Hedge funds also cut their net long in arabica coffee futures and options for a seventh successive week, matching the longest selling streak in a decade, and amid easing concerns of a supply squeeze.

The latest selldown came in a week in which Conab, Brazil’s official crop bureau, upgraded its estimate for domestic arabica coffee production in 2016-17 by 2.08m bags, to 43.38m bags, a recovery of 35% year on year.

Meanwhile, weather conditions have proved benign for the progress of Brazil’s 2017 arabica crop.

“So far, the climate has been favourable to the development of the 2017-18 coffee harvest in Brazil,” said Silas Brasileiro, executive president of Brazil’s CNC producers’ group, adding that the conditions had spurred “expectations of good productivity”.

Rabobank also flagged the dent to price prospects “since it became clear that the Colombian main crop would be enormous”.

‘Biggest surprise’

Meanwhile, in grains, including the soy complex, hedge funds returned to a small net short, thanks in part to selling in Chicago soybeans and wheat, but particularly in corn, in which they raised their net short by more than 16,500 lots.

Indeed, the extent of bearish betting in corn was the “biggest surprise” of the CFTC data, said Terry Reilly at broker Futures International, adding that “the net fund position deviated little from trade estimates for soybeans, soft red winter wheat, soymeal and soyoil”.

The positioning appears to enhance the clash of hedge funds with index funds, which are thought poised to increase their net long positions in many grain contracts substantially in a once-a-year portfolio reweighting process, which starts next week.

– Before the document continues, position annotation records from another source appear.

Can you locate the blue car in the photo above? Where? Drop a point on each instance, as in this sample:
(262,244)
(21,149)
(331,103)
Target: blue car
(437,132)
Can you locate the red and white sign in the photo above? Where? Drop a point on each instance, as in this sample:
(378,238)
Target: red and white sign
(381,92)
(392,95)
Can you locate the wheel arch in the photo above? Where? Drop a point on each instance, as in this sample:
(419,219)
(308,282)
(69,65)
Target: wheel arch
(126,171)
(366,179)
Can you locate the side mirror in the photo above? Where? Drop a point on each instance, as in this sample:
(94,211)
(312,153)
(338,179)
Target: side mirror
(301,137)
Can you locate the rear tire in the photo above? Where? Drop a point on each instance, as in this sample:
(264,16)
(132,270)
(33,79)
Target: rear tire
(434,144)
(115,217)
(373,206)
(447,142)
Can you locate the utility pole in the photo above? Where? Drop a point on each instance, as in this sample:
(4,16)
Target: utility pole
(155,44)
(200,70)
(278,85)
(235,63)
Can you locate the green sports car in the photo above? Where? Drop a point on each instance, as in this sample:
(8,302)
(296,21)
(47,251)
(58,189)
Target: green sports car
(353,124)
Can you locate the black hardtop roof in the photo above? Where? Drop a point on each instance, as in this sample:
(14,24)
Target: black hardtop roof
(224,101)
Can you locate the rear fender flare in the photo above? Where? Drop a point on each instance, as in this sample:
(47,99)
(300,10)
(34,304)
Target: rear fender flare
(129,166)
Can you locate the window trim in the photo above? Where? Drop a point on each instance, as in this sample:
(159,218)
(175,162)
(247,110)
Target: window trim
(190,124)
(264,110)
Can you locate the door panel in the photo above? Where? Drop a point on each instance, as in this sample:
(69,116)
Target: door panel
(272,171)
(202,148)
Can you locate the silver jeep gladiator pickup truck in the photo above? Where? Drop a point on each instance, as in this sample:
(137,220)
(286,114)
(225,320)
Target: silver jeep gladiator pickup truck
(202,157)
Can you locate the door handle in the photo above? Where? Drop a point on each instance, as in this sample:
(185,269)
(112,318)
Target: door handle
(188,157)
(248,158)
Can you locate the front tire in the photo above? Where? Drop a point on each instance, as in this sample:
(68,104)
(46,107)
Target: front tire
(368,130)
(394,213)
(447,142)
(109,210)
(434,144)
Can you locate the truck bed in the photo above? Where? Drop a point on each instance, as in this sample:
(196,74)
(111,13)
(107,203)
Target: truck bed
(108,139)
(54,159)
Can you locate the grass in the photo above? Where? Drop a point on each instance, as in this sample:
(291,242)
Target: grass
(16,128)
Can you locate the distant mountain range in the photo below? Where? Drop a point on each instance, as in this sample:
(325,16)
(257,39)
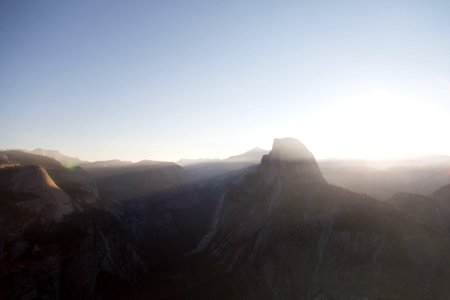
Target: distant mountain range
(260,225)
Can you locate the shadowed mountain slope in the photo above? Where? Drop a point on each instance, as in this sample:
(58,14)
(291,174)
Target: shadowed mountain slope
(284,233)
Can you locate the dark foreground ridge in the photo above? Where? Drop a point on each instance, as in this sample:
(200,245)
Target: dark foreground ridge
(276,230)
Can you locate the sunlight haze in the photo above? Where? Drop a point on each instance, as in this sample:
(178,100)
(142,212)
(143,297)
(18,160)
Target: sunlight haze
(166,80)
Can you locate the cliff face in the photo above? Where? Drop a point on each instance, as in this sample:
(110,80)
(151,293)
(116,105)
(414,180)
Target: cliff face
(284,233)
(56,242)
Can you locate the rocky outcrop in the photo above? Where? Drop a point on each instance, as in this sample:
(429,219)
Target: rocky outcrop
(284,233)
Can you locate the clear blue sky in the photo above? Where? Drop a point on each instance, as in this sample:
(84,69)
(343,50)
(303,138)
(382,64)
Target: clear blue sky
(171,79)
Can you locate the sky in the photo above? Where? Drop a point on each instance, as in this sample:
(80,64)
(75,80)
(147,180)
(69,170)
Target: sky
(169,79)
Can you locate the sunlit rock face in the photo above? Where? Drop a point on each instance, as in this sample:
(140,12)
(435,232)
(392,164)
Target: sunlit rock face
(55,239)
(282,232)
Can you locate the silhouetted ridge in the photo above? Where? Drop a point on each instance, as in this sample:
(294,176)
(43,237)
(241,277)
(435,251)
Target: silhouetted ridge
(290,158)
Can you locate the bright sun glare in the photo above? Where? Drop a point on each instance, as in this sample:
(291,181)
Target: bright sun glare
(380,124)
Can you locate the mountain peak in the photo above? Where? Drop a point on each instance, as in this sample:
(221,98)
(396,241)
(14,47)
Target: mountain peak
(291,158)
(290,149)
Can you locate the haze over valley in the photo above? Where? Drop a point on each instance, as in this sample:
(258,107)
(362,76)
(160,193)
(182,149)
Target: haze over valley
(224,150)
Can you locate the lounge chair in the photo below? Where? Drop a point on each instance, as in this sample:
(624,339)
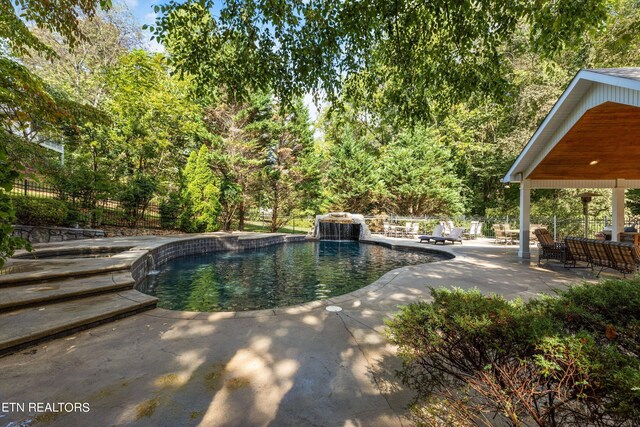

“The index fund rebalancing starting January 9 reportedly will trigger 60,000-100,000 new corn longs [contracts] and 30,000-50,000 new wheat longs,” said Richard Feltes at RJ O’Brien.

Still, managed money headed to the end of 2016 with a far less bearish position on grains than the net short of approaching 280,000 lots it started the year with.

Protein push

In Chicago livestock contracts, however, hedge funds extended a buying spree which has fuelled a recovery in futures, helped by stronger-than-expected demand, with lean hog futures rebounding by more than 60%, on a spot contract basis, from a 14-year low reached in October.

Live cattle futures have recovered 26% from a six-year low hit in October too.

“Fed cattle prices have staged an impressive rally since fall on robust beef demand, increasingly current front end cattle supplies and a dramatic shift in beef trade flows,” said Paragon Economics and Steiner Consulting.

“While the cattle feeding business was quite difficult during the spring and summer, feedlot operators continued to stay aggressive in marketing animals and that aggressiveness is now paying off.”